電気製品の使用中に「なんかビリッとする感じがする…」「電気が漏れているんじゃないか?」と不安に思ったことはありませんか? 漏電は感電のリスクを高めるだけでなく、火災の原因にもなりかねません。そこで今回は、安全のために自分でできる「漏れ電流」の測定方法について、テスターを使って分かりやすく解説します。
漏れ電流測定の前に:安全の確保を最優先に!
測定を行う前に、必ずブレーカーを落としてから作業を開始しましょう。また、濡れた手で電気製品に触れたり、金属製のものを電気製品の内部に差し込んだりする行為は絶対に避けてください。測定は、安全な環境で行うことが何よりも大切です。
1. クランプメーターを使った測定方法
クランプメーターは、電線を挟み込むだけで電流を測定できる便利なテスターです。
- 測定準備: 測定したい電気製品の電源プラグをコンセントに差し込みます。
- クランプメーターの準備: クランプメーターを交流電流(AC)測定モードに設定します。
- 測定: 電源プラグの電線を1本ずつ、クランプで挟みます。
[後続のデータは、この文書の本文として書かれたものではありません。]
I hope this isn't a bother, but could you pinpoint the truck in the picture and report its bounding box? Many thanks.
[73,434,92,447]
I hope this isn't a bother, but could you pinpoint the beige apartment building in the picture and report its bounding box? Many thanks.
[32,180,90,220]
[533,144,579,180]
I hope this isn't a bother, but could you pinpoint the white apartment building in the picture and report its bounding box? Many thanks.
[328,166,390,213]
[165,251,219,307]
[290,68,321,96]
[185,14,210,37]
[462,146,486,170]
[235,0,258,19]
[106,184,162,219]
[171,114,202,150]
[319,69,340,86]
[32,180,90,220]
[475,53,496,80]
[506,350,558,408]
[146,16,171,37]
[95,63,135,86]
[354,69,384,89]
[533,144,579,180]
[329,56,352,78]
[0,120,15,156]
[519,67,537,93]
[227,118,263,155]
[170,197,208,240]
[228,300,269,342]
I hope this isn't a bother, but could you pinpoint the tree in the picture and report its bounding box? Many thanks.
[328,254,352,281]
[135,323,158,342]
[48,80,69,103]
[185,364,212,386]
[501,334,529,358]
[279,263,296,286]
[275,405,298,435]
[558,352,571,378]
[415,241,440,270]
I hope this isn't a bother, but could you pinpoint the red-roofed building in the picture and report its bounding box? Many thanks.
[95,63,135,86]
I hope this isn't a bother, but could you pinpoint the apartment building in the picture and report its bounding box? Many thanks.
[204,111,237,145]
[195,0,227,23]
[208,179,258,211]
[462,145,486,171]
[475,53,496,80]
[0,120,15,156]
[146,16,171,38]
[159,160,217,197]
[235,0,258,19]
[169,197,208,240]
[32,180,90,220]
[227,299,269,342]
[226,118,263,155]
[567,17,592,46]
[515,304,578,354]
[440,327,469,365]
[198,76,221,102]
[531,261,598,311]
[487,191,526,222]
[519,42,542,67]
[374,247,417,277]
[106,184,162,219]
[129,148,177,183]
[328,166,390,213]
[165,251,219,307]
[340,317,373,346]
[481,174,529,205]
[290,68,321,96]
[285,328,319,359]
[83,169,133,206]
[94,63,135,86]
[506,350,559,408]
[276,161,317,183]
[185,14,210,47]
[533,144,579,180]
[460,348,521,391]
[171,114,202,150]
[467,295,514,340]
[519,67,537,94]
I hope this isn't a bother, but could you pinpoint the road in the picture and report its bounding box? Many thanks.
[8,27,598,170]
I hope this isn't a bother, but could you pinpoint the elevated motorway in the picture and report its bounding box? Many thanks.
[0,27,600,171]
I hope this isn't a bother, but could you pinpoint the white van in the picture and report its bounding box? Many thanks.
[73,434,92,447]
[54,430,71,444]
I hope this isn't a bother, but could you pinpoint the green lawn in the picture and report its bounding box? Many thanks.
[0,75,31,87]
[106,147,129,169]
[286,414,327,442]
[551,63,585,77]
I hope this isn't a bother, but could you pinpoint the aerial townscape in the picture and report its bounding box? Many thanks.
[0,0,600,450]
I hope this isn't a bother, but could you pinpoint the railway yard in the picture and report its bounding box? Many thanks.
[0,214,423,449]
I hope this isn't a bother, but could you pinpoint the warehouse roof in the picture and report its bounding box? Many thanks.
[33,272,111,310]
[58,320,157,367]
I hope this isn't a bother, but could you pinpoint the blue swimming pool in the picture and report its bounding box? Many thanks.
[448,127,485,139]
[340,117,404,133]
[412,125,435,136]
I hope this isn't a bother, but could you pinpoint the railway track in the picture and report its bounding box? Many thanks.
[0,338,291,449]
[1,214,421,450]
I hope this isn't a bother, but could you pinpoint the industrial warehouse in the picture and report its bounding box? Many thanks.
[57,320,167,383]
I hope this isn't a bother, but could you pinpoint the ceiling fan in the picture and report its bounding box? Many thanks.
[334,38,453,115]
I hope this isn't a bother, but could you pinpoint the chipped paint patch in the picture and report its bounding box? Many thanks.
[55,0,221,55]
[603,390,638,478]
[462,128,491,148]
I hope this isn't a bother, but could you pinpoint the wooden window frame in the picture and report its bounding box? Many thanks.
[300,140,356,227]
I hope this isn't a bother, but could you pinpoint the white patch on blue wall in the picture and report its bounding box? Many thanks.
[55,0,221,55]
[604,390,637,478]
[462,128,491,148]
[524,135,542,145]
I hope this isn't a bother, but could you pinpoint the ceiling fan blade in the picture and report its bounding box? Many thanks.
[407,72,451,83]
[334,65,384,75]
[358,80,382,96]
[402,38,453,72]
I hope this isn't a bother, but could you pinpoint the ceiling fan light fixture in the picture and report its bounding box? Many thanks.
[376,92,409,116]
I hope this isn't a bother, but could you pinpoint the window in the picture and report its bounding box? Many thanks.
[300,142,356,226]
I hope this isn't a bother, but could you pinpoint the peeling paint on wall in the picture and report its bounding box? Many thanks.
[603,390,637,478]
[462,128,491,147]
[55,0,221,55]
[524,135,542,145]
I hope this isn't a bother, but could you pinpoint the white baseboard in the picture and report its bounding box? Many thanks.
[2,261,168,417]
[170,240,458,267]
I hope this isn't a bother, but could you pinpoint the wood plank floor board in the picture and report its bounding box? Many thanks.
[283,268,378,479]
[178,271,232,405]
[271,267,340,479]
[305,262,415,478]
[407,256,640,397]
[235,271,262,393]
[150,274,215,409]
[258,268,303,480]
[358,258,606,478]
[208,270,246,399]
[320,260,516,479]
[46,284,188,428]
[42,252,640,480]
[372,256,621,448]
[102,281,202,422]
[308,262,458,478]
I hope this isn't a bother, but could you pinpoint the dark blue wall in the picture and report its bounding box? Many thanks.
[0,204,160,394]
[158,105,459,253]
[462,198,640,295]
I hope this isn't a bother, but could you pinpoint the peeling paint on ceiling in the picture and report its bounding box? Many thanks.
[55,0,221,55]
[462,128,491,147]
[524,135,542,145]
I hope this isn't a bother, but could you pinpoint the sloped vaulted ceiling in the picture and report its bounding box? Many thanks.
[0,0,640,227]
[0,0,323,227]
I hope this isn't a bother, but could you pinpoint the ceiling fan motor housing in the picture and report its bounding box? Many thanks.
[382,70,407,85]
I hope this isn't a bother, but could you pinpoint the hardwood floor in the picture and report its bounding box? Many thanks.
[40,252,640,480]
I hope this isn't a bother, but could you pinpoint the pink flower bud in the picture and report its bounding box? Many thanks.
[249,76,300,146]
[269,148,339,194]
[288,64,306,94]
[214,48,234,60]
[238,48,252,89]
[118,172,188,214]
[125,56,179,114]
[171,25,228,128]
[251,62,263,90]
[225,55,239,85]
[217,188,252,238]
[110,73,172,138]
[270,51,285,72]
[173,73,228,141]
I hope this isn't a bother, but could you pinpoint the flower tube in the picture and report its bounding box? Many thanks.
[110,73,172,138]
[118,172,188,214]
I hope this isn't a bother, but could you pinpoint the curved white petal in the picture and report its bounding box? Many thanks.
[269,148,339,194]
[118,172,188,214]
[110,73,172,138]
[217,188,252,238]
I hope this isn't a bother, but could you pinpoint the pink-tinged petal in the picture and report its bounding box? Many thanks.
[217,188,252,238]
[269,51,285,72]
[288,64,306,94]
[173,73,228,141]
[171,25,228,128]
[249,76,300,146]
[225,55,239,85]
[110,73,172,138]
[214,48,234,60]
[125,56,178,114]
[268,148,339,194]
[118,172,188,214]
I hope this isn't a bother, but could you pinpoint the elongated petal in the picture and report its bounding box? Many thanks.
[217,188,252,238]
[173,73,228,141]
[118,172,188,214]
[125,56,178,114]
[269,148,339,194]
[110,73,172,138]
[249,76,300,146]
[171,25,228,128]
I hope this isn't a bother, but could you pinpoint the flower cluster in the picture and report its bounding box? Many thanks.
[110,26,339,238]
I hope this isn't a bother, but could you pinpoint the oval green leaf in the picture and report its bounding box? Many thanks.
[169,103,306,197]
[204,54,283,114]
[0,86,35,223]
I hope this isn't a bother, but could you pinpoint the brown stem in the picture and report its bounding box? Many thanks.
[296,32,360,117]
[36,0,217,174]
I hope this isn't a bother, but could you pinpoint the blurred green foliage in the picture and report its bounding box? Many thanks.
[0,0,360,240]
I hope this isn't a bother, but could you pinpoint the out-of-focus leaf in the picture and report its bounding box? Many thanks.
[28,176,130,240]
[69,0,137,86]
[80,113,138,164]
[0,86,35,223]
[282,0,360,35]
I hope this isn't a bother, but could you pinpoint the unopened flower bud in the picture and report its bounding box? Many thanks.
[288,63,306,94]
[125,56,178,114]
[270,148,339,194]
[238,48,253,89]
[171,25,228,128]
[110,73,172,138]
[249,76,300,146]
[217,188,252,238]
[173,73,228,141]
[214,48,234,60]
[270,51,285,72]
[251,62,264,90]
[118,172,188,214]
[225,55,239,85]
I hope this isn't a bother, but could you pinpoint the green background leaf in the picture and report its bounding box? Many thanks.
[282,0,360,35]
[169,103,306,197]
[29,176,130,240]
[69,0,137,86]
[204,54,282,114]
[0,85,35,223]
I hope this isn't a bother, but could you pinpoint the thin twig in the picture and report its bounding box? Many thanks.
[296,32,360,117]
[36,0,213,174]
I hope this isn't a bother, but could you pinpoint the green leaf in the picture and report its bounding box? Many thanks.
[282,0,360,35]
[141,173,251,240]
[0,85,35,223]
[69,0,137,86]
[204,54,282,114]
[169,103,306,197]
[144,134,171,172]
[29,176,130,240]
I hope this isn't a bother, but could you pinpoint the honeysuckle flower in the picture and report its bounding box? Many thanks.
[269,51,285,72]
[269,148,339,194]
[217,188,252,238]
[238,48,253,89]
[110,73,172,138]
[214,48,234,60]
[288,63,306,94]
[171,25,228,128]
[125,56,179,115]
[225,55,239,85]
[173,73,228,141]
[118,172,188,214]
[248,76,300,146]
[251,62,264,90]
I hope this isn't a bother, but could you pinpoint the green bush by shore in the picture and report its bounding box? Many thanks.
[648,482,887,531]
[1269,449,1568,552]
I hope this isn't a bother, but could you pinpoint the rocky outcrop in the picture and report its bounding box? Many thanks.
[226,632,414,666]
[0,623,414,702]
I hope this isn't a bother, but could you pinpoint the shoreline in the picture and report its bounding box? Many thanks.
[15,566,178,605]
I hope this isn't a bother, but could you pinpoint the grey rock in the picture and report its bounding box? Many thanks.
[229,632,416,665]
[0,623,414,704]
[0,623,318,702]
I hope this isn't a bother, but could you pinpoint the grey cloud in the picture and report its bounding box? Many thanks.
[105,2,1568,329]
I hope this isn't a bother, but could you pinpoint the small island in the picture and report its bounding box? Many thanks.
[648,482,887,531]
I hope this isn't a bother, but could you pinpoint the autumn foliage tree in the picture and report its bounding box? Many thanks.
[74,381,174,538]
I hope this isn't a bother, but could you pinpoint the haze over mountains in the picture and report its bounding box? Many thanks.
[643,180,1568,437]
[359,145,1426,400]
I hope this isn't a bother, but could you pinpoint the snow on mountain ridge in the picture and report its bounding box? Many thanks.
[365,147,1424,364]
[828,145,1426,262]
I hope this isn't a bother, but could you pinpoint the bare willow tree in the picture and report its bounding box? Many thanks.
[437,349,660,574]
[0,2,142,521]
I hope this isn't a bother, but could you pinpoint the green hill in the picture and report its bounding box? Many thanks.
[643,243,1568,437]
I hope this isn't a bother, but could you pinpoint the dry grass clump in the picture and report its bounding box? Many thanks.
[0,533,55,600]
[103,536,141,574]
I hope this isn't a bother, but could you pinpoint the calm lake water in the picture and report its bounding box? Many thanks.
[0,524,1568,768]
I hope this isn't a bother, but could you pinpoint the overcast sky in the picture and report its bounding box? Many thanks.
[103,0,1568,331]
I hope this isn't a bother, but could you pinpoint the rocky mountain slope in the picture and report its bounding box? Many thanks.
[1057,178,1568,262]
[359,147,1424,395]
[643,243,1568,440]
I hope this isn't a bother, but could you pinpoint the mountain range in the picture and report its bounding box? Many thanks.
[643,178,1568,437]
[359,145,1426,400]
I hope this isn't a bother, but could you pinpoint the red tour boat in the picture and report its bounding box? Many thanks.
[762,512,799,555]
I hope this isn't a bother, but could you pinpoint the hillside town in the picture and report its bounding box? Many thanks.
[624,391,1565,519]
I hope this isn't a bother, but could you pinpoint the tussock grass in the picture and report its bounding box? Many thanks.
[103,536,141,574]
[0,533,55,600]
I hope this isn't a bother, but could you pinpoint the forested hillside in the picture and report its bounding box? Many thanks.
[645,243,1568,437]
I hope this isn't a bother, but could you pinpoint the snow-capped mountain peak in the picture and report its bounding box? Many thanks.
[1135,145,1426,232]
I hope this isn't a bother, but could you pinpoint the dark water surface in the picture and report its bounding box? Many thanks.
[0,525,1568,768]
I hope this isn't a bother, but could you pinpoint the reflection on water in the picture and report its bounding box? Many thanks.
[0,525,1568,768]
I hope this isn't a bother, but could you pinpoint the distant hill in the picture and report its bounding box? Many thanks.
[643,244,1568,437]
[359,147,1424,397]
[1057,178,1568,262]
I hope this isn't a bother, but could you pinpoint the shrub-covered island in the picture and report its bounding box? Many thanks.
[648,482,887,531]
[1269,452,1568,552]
通常、電線は2本(プラスとマイナス)あるので、それぞれ挟んで測定します。
- 結果の確認: プラス側とマイナス側の電流値に差がある場合、それが漏れ電流の可能性があります。漏れ電流が大きければ、製品の故障や絶縁劣化が疑われます。
2. デジタルテスターを使った測定方法
デジタルテスターでも漏れ電流を測定できますが、クランプメーターよりも少し手間がかかります。
- 測定準備: 測定したい電気製品の電源プラグをコンセントから抜き、アース線(緑色の線)がある場合は、アース線を外します。
- テスターの準備: デジタルテスターを交流電圧(ACV)測定モードに設定し、レンジは高めに設定します(例:200V)。
- 測定: 電源プラグの片方の端子と、測定対象の電気製品の金属部分(外装など)をテスターのプローブで接続します。
- 結果の確認: テスターに表示される電圧が0Vに近いほど安全ですが、わずかでも電圧が表示される場合は、漏れ電流が発生している可能性があります。
3. 接地抵抗計を使った測定方法
接地抵抗計も、漏れ電流の測定に役立ちます。
- 測定準備: 測定したい電気製品の電源プラグをコンセントから抜き、アース線を外します。
- テスターの準備: 接地抵抗計を測定モードに設定します。
- 測定: 接地抵抗計の測定端子を、アース線と測定対象の電気製品の金属部分に接続します。
- 結果の確認: 接地抵抗の値が低いほど、漏れ電流による感電のリスクは低くなります。
注意点・コツ
- 測定前に必ず電源を切りましょう。 感電の危険があります。
- テスターの取扱説明書をよく読んでから測定を行いましょう。
- 測定結果が少しでもおかしいと感じたら、専門家(電気工事士など)に相談しましょう。
- 漏れ電流は、電気製品の経年劣化や湿気、ほこりなどによって発生することがあります。
まとめ
今回は、テスターを使った「漏れ電流 測定 方法 テスター」について解説しました。 自分でできる範囲で漏れ電流をチェックし、安全な電気環境を維持しましょう。 漏電の疑いがある場合は、専門家に相談することが重要です。 安全第一で、快適な暮らしを送りましょう。